You spent the whole afternoon in a room strung with pink paper letters that spelled a name nobody has met yet, and I have been collecting.
I saw the yellow cake with the tiny sugar shoes. I saw your aunt cry at the onesie the size of a folded napkin, and I saw you look at your own hands afterward, quietly, the way people do when they realize a hand can be that small. That is the charge. I will use it.
Tonight the cake will keep rising, floor by floor, and you will climb it like a staircase, and at the top there will be a door your grandmother is holding open, and you will not question why she is here, only that she smells like the good coffee.

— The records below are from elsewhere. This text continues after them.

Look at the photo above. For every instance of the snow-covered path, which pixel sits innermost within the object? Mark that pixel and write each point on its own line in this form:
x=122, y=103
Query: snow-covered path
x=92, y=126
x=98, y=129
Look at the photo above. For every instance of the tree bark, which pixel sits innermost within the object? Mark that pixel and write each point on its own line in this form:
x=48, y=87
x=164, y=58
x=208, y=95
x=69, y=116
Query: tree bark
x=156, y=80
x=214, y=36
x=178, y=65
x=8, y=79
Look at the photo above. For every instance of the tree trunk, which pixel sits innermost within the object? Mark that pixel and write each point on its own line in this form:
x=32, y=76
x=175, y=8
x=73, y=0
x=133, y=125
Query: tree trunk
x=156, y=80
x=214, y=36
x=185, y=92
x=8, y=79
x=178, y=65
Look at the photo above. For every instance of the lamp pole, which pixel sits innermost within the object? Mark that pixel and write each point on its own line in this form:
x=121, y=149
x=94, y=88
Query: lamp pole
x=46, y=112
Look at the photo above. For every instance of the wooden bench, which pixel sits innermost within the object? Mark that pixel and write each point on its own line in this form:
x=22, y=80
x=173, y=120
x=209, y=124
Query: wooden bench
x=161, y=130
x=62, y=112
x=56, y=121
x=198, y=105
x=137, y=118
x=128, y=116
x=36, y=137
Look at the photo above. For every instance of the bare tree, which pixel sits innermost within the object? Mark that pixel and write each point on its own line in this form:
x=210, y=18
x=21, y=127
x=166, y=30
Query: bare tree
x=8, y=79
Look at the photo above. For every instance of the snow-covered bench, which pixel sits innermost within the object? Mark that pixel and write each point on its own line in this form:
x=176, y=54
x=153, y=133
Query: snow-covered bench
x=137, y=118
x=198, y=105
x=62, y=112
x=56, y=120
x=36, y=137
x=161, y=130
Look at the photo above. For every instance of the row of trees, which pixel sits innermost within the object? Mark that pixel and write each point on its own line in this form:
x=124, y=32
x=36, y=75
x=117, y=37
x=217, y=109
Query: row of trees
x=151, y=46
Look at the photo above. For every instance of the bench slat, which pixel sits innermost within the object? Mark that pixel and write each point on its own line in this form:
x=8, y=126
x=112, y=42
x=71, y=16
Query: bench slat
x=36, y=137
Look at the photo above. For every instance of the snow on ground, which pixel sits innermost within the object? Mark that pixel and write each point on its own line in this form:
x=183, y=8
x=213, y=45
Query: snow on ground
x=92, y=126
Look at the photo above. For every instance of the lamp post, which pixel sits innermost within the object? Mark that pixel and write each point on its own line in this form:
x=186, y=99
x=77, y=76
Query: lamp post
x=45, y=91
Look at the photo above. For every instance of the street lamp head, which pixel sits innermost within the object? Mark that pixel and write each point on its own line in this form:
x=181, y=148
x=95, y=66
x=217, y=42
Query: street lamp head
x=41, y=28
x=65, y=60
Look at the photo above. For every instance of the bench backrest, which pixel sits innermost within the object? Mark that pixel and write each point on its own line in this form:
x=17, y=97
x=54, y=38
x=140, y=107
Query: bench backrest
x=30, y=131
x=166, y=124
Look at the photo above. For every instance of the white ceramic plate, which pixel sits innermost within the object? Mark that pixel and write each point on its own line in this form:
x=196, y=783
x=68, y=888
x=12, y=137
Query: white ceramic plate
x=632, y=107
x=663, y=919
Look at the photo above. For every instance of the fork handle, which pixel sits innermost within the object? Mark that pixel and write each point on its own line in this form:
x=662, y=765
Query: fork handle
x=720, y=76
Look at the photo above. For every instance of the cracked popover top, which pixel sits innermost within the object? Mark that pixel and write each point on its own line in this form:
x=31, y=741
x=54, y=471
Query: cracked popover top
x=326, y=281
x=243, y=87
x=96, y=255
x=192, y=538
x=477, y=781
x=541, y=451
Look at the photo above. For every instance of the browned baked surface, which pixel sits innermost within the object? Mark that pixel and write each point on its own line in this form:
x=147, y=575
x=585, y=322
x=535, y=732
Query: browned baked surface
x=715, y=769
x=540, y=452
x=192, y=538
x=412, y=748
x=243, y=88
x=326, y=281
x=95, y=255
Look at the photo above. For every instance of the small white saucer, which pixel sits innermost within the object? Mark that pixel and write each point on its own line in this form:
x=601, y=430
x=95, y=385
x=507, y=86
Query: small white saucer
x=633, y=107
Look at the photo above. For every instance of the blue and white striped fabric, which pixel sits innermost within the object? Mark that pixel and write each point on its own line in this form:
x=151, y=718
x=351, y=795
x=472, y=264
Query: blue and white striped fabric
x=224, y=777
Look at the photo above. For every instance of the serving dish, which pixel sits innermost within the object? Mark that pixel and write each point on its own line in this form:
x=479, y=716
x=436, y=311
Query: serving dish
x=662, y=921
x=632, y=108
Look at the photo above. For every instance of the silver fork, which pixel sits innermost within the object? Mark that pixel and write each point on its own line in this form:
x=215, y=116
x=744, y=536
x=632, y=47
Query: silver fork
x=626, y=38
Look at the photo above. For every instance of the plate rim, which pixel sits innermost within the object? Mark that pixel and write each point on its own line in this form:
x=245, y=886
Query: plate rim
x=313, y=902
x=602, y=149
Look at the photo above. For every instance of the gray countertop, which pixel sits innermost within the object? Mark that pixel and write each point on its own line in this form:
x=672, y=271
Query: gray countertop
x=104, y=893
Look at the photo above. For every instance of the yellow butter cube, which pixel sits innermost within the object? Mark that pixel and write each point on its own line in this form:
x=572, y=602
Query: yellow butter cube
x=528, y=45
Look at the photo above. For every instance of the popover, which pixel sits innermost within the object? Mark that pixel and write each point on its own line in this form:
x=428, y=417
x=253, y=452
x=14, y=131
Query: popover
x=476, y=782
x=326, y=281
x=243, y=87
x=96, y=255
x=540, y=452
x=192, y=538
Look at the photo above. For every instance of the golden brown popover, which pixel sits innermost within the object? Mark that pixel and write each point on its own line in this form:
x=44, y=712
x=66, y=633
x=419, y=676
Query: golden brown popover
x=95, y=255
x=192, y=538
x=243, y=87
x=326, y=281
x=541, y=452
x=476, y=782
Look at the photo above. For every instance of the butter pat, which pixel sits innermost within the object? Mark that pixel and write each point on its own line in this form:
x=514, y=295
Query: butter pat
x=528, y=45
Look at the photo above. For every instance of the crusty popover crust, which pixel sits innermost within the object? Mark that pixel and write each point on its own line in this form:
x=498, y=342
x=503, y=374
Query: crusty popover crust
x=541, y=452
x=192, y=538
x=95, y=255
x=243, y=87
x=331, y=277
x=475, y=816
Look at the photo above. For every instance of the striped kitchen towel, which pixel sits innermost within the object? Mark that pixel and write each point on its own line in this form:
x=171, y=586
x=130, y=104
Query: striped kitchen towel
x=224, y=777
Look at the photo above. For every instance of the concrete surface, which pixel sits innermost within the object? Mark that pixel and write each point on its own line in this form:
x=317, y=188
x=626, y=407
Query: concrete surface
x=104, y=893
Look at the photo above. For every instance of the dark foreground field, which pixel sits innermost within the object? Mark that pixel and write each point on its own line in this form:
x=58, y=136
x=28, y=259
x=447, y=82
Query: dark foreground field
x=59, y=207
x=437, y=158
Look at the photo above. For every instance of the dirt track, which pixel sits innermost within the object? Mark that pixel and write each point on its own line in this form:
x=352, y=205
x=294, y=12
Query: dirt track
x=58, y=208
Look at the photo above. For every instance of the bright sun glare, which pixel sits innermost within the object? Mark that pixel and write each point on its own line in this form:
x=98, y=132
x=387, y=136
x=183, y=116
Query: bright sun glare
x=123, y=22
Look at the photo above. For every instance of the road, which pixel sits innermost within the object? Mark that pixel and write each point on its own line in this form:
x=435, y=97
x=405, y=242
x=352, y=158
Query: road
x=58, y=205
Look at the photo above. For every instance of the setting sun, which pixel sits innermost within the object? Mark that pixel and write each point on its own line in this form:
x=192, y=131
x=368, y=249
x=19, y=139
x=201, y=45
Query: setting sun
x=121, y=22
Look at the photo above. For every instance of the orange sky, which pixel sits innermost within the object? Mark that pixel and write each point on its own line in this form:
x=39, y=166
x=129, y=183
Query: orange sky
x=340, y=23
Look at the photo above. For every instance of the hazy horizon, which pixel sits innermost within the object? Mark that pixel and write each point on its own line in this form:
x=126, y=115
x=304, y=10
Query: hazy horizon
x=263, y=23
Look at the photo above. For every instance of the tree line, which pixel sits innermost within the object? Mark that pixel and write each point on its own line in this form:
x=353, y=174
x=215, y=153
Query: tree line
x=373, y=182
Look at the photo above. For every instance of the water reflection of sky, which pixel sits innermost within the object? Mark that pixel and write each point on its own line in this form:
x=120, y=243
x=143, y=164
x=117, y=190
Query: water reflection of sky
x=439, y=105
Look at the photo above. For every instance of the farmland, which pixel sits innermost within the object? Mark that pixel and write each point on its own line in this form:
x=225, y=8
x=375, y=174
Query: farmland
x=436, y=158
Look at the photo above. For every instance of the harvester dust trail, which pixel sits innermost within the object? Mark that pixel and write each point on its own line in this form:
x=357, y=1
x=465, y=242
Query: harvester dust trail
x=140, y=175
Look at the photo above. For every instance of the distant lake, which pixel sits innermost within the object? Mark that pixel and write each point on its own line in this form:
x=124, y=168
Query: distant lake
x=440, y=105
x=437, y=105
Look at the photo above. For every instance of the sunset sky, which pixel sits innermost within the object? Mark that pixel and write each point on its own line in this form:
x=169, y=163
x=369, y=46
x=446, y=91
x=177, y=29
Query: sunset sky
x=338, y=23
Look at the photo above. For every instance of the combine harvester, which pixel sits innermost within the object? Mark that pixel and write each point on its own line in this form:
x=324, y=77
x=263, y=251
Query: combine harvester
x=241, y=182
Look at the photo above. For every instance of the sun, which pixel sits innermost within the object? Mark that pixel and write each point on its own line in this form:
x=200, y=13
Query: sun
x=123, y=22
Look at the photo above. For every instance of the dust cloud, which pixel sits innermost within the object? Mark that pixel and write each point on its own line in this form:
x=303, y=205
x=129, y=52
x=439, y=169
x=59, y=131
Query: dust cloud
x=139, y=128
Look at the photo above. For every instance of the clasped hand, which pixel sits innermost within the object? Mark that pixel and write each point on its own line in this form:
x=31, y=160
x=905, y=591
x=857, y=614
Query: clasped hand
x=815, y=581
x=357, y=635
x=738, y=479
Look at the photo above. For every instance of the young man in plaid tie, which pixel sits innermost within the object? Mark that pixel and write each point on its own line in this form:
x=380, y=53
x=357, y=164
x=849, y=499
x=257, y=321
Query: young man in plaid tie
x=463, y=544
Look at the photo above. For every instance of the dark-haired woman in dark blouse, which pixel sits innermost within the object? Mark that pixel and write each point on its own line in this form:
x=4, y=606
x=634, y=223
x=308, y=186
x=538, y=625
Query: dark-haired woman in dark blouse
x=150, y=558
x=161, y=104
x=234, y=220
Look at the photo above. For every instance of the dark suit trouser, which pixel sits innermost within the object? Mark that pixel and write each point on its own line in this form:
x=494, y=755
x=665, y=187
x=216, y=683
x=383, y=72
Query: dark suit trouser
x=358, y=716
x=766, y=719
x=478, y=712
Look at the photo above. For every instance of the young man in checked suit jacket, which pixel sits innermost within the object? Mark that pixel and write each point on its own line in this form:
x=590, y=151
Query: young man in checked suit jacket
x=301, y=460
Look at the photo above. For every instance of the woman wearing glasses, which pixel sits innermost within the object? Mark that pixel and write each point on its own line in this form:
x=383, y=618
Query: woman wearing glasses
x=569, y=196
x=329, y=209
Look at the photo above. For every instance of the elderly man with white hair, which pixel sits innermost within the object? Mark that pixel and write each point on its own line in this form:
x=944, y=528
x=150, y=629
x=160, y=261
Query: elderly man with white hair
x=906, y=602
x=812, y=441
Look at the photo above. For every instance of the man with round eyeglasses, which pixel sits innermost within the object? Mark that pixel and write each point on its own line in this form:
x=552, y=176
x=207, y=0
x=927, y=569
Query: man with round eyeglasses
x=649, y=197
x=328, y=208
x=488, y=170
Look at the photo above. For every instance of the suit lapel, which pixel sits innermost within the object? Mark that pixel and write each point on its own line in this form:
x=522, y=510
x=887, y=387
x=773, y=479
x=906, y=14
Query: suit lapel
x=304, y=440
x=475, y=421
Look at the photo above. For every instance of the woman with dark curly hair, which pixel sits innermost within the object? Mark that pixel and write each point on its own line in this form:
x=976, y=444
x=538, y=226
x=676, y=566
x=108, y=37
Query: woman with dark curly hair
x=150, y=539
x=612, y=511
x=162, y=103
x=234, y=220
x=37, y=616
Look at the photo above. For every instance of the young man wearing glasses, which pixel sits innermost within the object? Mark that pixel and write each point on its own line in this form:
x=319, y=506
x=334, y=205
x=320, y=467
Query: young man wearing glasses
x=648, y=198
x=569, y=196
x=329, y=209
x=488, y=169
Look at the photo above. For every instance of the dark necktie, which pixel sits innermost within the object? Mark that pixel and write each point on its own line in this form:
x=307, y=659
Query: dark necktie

The little sugar shoes will walk off on their own and you will follow them down a hallway that is also the church you grew up in, and you will not find this strange.
That game where you all guessed the size of the belly with a string, snipping lengths too long, too short, laughing? I will make the string endless. You will keep unspooling it and it will turn into the umbilical dark and then into a garden hose in a backyard I stitched from three different summers. Your friend Dana will be there, and also a heron, and they will be the same person and you will love them equally.
The feeling you did not name today, the one under the balloons, the plain animal fear of loving something that does not exist yet: I felt it. I will hold it up to the light and turn it soft.
By the time the birds start, I will be gone, and you will keep only the sugar and the shoes. That is enough.
That was always all I meant to leave you.